Oleh: Misbahul Badri
“Hai bapakku, kerjakanlah apa yang diperintahkan kepadamu;
Insyaa Allah kamu akan mendapatiku
Termasuk orang-orang yang sabar”.
(QS. Ash-Shaffat:102)
Ibrahim dan Ismail dalam Alquran
Merujuk pada alquran, ditemukan bahwa para nabi dan rasul selalu membawa ajaran tauhid. Ayat-ayat di dalamnya mengunggah jiwa dan menuntut mereka untuk membangun sebuah masyarakat yang penuh dengan kemakmuran dan keadilan. Hingga datangnya nabi Ibrahim yang merupakan sosok yang dikenal dengan “Bapak para nabi”, “Bapak monoteisme”, serta “proklamator keadilan ilahi”. Karena agama-agama samawi dewasa ini merujuk kepada ajaran beliau.
Berbicara soal Ibrahim, maka ada sosok yang tak bisa kita lepaskan darinya, yaitu Ismail. Kisahnya pun sudah sangat masyhur di telinga kita. Sebagaimana yang kita ketahui bahwa nabi Ibrahim mempunyai dua Istri, Siti Hajar dan Siti Sarah. Dari siti Sarah, ia mempunyai anak bernama Ishak, sedangkan dari Siti Hajar, ia mempunyai anak bernama Ismail.

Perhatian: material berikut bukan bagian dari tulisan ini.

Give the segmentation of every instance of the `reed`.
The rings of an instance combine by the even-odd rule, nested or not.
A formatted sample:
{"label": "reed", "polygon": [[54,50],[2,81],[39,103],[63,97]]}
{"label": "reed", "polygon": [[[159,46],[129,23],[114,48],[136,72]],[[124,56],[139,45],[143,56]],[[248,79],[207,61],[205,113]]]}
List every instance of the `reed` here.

Pada garis keturunan Ismail bin Ibrahim-lah akan terjadi sejarah panjang tentang lahirnya sosok Khatami an-Nabiyyin.
Di dalam alquran, nabi Ibrahim dan Ismail menjadi salah satu nama yang paling populer disebut di antara 25 nabi yang termaktub kisahnya. Bukan tanpa alasan tentunya Allah sering menyebut dua nabi tersebut dalam alquran, bahkan dari dua nabi inilah lahir syariat haji yang menjadi pilar agama Islam.
M. fuad Abdul Baqi dalam al-Mu’jam al-Mufahras li alfaz al-Quran menyebutkan bahwa pengulangan kata Ibrahim dalam Alquran sebanyak 69 kali, yang disebutkan secara sharih, tidak dengan kata ganti (dhamir) atau kata lain yang mewakilinya. Sedangkan Ismail terulang sebanyak 12 kali. Beberapa ayat hanya menceritakan masing-masing tokoh, Ibrahim tanpa Ismail atau sebaliknya dan ada pula yang menceritakan kedua tokoh nabi ini.
Dua tokoh ini menjadi panutan dalam segala gerak geriknya, penyebar kabar gembira dan pengingat ketika keluar dari koridor yang ditentukan “(mereka kami utus) selaku rasul-rasul pembawa berita gembira dan pemberi peringatan dan supaya tidak ada alasan bagi manusia membantah Allah sesudah diutusnya rasul-rasul itu. Dan adalah Allah Maha Perkasa lagi Maha Bijaksana.” (Qs. An-Nisa: 165).
Haji; peranan penting Ibrahim dan Ismail
Tidak dapat dipungkiri, bahwa aturan (baca: syariat) dalam sebuah agama merupakan hal yang sangat tidak bisa dilepaskan. Hal ini bisa dilihat dari begitu sentralnya peran yang dimainkan Syariat dalam tatanan kehidupan si penganut agama tersebut. dari meleknya mata, hingga mata ini terpejam, semuanya diatur oleh syariat.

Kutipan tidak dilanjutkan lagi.